He looked just like most Nepali porters. Short, stocky, sturdy from carrying loads up and down the mountains. He spoke no English, so sat there silently as the rest of us continued on with our English language conversation. Little did I know that I was sitting beside one of the world’s best mountain runners.
Sudip was going to join us on the recce of the Annapurna 100 race route. We were meeting to plan our logistics and dates. Sudip himself had just come back from Malaysia where he had competed in the world renowned Mount Kinabalu Climbathlon, a 21 kilometre route with 2,250 metres ascent. And despite having only competed in one international race before, Sudip stunned the field by coming home in second place overall in this Sky Runner World Series event.
Less than 6 months before, he was an unknown porter servicing Everest Basecamp. But in April of this year, the first Everest Ultra took place. The Nepali race participants had already been selected and were flown in for the start. Sudip heard about the race whilst higher up the trail and ran to the start to ask permission to run it too. “Have you ever raced before?” Ramesh the race organiser asked him. He found out that Sudip had previously run Everest marathon and had come in the top ten. Seeing that he was able, he let him enter the ultra.
Much to the surprise of all the participants, he was the first man home. His win was totally unexpected given that he left the Nepal Army runners trailing in his wake despite the many hours of training the army lads themselves put in every day.
Sudip’s performance attracted the attention of Rob Cousins, who came to Nepal for six months to help him train for Davos Ultra Marathon in Switzerland (which was known as Project Davos). However the likes of Rob are rare. It’s tragic that there are so many incredible mountain runners in Nepali, guys who’ve spent their whole lives high up in the mountains, and yet so few coaches available to train them to become the world’s best. Kenyans have been discovered for their running abilities and training camps abound for them to reach their peak. But most Nepalis have been left to work out for themselves how to get fast, or opt to join the army or police in order to get the training they need.

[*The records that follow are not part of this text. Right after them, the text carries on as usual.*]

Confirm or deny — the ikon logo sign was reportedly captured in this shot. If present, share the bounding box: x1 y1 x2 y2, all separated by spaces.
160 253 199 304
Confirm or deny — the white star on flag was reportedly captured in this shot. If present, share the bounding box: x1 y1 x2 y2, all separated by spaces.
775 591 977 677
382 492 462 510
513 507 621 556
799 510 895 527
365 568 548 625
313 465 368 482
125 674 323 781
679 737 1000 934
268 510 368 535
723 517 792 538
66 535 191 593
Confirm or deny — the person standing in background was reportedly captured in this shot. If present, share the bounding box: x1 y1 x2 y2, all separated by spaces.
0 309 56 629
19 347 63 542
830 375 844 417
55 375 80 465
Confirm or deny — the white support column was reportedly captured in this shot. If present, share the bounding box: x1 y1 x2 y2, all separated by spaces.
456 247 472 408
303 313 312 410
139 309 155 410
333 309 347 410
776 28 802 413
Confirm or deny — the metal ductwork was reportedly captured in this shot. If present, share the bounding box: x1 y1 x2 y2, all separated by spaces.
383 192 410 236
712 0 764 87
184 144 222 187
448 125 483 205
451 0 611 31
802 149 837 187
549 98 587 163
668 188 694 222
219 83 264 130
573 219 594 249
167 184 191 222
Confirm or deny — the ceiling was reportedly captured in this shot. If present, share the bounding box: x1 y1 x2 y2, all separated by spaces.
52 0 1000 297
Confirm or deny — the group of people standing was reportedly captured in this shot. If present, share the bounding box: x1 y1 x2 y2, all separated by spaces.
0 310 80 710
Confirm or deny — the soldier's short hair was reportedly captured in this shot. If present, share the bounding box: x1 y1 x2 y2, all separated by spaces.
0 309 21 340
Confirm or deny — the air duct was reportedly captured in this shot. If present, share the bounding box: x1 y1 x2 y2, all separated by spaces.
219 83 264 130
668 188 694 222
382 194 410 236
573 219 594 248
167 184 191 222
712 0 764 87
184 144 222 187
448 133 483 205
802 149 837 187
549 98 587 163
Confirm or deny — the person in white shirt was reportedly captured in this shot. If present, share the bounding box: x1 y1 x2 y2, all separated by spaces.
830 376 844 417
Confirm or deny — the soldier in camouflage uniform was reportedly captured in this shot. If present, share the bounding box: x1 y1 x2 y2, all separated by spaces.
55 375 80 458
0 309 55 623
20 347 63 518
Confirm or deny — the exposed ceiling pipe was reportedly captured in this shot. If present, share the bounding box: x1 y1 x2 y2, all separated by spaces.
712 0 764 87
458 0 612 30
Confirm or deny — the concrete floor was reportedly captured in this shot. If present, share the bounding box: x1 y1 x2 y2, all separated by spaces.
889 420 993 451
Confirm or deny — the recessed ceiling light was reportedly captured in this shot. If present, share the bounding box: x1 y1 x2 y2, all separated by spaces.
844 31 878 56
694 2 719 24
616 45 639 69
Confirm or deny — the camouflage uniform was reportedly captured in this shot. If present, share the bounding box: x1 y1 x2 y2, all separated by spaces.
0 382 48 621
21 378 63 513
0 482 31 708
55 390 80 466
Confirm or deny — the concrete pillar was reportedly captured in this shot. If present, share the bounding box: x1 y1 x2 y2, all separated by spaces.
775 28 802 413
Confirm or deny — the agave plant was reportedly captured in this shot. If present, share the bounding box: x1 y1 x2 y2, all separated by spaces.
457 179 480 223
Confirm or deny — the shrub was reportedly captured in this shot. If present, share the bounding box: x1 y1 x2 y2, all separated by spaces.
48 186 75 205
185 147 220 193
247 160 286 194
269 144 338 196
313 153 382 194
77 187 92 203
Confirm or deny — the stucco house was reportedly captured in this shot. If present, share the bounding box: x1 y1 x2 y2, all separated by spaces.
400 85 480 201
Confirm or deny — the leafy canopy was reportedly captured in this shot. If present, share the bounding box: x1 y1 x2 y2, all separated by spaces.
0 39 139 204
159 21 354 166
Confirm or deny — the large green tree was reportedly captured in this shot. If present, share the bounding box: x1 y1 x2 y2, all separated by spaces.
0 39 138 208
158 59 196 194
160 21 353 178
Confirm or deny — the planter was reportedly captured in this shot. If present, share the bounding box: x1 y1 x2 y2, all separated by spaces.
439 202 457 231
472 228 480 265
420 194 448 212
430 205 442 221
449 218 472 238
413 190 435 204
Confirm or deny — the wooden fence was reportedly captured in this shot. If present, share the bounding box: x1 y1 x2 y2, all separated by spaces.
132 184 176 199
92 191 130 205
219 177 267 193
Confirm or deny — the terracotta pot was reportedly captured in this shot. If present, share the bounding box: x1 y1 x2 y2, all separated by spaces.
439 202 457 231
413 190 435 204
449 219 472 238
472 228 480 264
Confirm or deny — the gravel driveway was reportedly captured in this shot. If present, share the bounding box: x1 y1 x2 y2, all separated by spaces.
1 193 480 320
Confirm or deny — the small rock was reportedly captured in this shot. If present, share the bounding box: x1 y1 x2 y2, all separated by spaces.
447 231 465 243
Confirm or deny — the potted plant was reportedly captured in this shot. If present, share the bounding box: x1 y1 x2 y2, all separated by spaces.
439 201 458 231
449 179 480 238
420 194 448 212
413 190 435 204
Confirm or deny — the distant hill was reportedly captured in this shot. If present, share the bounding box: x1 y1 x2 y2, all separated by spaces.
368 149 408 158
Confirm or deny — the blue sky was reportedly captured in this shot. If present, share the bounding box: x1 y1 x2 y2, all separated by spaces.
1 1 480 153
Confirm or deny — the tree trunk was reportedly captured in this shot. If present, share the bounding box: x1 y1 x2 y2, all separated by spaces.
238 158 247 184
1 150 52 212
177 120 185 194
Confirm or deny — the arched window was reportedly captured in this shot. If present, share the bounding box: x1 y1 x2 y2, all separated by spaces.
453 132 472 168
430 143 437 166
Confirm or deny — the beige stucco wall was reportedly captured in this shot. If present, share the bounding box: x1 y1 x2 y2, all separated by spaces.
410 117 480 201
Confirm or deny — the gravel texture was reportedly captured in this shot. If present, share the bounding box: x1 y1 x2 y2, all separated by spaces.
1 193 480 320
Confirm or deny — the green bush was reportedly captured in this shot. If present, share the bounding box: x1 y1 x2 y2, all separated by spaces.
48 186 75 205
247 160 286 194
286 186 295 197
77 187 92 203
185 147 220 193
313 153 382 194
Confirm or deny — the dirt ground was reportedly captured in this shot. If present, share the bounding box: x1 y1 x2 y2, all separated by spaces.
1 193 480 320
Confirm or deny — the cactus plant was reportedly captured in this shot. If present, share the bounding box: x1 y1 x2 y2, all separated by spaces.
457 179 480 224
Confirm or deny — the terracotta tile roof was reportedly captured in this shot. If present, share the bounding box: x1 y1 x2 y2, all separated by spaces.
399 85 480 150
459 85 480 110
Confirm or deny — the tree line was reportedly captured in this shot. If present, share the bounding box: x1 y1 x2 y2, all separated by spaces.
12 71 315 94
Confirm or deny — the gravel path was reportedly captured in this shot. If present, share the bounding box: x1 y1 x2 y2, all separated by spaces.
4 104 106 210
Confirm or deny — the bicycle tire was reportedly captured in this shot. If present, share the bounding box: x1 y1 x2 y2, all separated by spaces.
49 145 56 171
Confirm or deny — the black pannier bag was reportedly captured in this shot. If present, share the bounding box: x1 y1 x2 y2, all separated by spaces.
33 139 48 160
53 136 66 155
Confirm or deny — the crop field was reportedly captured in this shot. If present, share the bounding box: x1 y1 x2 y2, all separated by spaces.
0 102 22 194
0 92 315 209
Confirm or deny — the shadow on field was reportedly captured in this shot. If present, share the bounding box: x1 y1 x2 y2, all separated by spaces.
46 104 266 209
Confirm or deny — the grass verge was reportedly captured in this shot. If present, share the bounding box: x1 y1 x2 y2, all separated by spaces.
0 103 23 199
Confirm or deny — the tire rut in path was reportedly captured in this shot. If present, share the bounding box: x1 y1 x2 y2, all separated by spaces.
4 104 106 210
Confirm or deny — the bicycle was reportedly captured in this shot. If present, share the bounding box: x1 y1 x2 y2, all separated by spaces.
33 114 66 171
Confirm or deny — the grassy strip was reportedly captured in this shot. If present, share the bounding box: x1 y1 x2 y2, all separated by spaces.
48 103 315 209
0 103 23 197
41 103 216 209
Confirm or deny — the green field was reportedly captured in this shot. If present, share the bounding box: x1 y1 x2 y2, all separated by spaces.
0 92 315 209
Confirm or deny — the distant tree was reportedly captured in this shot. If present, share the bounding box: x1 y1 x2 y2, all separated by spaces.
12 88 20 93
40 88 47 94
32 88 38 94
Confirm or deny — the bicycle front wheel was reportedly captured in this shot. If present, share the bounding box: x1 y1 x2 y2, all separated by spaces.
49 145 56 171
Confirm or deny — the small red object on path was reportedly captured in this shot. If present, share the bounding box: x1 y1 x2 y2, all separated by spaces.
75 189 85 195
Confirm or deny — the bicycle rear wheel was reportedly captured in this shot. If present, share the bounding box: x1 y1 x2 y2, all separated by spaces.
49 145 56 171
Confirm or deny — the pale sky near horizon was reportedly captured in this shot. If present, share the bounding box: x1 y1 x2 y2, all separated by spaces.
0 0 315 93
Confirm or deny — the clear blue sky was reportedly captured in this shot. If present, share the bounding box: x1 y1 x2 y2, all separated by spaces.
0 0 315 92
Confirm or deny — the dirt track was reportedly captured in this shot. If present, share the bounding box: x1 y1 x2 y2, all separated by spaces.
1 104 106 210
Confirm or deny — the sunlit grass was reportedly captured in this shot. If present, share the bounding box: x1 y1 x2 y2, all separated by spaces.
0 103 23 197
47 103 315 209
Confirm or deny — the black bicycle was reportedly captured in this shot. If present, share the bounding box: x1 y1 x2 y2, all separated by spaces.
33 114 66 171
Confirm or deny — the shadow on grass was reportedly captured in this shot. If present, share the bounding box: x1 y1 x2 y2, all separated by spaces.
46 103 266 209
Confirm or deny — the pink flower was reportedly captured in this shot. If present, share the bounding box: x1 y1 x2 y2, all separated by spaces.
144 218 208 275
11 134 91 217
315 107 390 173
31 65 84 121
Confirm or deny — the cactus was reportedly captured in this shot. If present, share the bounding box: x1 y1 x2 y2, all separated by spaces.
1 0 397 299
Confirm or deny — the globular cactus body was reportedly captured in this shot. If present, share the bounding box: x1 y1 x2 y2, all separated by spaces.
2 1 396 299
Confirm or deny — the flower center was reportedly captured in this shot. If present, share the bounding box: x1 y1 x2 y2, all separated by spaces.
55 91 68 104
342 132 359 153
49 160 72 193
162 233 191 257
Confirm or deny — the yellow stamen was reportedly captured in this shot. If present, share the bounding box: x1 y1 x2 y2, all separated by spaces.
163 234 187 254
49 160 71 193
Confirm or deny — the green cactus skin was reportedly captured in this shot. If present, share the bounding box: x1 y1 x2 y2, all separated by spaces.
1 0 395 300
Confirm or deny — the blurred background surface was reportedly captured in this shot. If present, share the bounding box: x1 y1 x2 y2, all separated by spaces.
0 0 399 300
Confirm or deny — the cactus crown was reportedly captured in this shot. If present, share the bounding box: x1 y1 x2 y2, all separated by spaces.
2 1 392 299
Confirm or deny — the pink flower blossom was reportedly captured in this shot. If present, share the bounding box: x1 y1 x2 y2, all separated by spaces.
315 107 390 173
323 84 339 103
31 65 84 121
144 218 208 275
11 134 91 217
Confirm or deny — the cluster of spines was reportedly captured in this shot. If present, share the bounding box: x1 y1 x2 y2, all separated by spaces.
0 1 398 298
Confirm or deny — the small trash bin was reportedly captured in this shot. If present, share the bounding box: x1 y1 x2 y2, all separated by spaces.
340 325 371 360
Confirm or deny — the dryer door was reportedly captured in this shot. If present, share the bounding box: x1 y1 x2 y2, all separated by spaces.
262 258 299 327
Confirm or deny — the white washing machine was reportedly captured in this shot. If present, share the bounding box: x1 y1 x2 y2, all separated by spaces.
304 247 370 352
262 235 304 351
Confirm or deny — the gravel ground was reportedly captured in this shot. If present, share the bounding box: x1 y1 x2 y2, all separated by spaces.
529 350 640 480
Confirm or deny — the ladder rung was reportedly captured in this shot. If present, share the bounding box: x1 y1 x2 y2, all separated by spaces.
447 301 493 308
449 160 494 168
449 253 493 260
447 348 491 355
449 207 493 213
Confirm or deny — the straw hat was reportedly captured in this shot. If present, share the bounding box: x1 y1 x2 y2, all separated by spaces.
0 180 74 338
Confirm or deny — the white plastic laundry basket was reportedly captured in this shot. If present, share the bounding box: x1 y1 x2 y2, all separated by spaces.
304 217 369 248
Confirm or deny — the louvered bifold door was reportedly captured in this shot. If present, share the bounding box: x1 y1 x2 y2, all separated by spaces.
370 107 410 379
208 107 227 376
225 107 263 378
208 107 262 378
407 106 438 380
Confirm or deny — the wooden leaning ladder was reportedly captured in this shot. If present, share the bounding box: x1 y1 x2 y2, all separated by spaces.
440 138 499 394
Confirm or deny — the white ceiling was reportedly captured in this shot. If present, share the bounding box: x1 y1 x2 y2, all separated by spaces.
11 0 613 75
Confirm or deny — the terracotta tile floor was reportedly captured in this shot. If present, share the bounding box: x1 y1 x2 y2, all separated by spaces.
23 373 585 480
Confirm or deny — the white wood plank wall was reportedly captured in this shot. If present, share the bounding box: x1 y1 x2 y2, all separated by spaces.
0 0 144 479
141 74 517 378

Fortunately Sudip decided to walk the Annapurna 100 route with us rather than embarrass us all and run. However he will be lining up at the start on 1 January 2011 when the proper race will start. Hopefully his continued performances will be able to attract sponsors and coaches who will help him go on to win races further and further from home. He deserves to run with the best and to show the rest of the world how incredible Nepali people are.